Edit: I have my doubts about "stopped", too. Do you have a reference for that?

Nugatory
Mentor
(This is a good time to remind everyone about the Physics Forums rules about acceptable sources and personal theories. The mission statement is also worth a read)

This googling exercise will find many non-technical descriptions of these experiments in question, but these oversimplified descriptions are not acceptable references under the physics forums rules. There's a reason for this: If you run down the actual peer-reviewed papers describing the real physics, you will find that these popular explanations written for laypeople are incomplete to the point of being misleading (often they've glossed over the crucial distinction between phase and group velocities). In any case, they can't be used to support your argument here - you'll need to cite the peer-reviewed papers for that.
By logic if it's influencing curvature it's possible to influence the speed too...
That logic works (with a bit of tweaking to phrase it more precisely) for coordinate velocities, but as I said above.... we aren't talking about coordinate velocities here.

DaveC426913
Gold Member
Check lab experiments that stopped photons using fluids and crystals
The postulate - and topic under discussion - is that the speed of light in a vacuum is constant. We know there are ways of slowing it down in media.

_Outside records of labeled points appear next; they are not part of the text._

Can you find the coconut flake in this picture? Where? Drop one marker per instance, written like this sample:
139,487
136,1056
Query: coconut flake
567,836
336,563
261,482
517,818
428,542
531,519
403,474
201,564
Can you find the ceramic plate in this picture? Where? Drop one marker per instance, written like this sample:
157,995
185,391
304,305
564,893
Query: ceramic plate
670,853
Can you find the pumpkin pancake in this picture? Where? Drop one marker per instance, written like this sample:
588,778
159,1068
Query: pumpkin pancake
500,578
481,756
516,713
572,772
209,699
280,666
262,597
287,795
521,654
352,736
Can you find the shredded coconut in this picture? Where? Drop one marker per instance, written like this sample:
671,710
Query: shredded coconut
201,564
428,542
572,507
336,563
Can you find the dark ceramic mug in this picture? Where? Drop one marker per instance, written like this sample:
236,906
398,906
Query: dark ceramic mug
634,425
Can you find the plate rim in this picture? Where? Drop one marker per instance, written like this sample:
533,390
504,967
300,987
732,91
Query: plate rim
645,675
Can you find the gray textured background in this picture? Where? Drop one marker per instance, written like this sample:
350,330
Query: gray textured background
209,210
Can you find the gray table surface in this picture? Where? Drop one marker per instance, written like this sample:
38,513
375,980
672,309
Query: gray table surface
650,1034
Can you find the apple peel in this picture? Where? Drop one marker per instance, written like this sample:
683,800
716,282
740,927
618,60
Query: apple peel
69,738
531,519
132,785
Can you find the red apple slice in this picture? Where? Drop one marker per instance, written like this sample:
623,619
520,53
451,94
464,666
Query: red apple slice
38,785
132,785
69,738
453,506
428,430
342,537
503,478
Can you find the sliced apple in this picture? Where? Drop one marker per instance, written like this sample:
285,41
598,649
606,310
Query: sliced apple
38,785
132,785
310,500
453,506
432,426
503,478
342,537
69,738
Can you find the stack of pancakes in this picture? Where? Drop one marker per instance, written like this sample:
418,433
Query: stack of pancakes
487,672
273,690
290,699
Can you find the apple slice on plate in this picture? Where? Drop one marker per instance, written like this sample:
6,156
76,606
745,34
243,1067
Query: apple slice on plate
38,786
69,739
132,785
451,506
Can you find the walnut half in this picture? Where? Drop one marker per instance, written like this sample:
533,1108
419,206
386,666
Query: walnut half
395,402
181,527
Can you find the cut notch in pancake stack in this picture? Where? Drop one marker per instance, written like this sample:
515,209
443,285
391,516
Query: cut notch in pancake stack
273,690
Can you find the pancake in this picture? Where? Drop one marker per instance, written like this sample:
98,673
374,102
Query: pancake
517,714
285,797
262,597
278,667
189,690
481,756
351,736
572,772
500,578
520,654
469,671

(it's not constant when influenced by a gravitational field and when manipulated by other means)
Yes it is, when in a vacuum.

By logic if it's influencing curvature it's possible to influence the speed too, you can imagine a situation in which a photon travelling at constant speed reaches a point of coincidence of gravitational fields and it can't take a destination, it would be stucked in vacuum without movement because there wouldn't be a dominant force,
No. It does not work like this. If opposing gravitational fields cancel out - indeed, anytime net gravity is essentially zero - it just goes straight.

And even when it doesn't go straight, its speed is still c.